Preparation of high-conductivity QPPO (quaternary-aminated poly (2,6-dimethyl-1,4-phenyleneoxide)) membranes by electrical treatment

Anion exchange membranes (AEMs) have been studied to improve conductivity for their high performance in energy conversion systems such as reverse electrodialysis, alkaline polymer fuel cells, and redox flow batteries. The functional groups with positive charge on backbones in AEMs form ion channels, which is the most significant factor in determining the conductivity of anions through the membrane.
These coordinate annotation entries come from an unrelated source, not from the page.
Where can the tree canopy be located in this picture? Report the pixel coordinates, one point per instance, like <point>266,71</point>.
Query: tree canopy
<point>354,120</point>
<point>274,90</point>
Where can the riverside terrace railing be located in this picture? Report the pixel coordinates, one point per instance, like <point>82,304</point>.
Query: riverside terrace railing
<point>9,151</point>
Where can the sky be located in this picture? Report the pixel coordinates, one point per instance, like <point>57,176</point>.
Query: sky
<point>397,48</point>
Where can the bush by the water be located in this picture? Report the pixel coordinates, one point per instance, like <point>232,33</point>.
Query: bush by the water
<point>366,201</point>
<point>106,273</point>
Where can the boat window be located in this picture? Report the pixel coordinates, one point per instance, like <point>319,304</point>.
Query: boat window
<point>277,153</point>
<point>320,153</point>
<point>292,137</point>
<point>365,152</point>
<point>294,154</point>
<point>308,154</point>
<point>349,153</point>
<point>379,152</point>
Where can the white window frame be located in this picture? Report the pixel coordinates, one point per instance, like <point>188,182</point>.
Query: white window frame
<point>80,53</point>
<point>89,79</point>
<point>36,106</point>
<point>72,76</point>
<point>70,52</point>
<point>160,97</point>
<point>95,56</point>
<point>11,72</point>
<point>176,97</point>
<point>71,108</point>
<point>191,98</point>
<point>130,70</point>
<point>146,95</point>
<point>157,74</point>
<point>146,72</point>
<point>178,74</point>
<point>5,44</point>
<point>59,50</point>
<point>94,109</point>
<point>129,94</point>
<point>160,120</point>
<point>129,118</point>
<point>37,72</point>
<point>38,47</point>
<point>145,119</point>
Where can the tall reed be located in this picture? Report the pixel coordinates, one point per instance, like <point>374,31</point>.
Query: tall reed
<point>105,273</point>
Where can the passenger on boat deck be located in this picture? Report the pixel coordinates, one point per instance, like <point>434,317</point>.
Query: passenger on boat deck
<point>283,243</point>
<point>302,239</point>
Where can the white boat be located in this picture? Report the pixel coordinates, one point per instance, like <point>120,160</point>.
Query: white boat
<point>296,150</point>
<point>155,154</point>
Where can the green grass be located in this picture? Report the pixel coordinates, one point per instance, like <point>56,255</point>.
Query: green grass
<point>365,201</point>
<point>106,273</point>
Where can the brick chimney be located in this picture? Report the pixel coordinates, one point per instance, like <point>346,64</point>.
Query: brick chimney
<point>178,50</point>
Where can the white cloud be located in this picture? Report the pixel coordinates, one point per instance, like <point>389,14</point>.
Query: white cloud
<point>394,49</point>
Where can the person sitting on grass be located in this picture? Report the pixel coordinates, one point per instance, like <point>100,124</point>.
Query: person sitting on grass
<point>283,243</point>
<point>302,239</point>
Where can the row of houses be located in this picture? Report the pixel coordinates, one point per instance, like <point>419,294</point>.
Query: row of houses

A typical method frequently used to enhance ionic conductivity is increasing the ion exchange capacity (IEC). However, AEMs with excessive amounts of positively charged functional groups may reduce ion selectivity or increase ion crossover by weakening mechanical properties due to high water uptake and the swelling ratio. To overcome this problem, we studied in this paper the alignment of ion channels for quaternary-aminated poly (2,6-dimethyl-1,4-phenyleneoxide) (QPPO) by applying an electric field to improve conductivity while retaining ion permselectivity with reasonable mechanical properties. We observed that the conductivity of the aligned QPPO membranes was enhanced up to three times using the same ion exchange material. Further, characteristic changes in the AEMs were investigated for the aligned ion channels using X-ray diffraction (XRD), Fourier transform infrared spectrometer (FT-IR), and atomic force microscopy (AFM).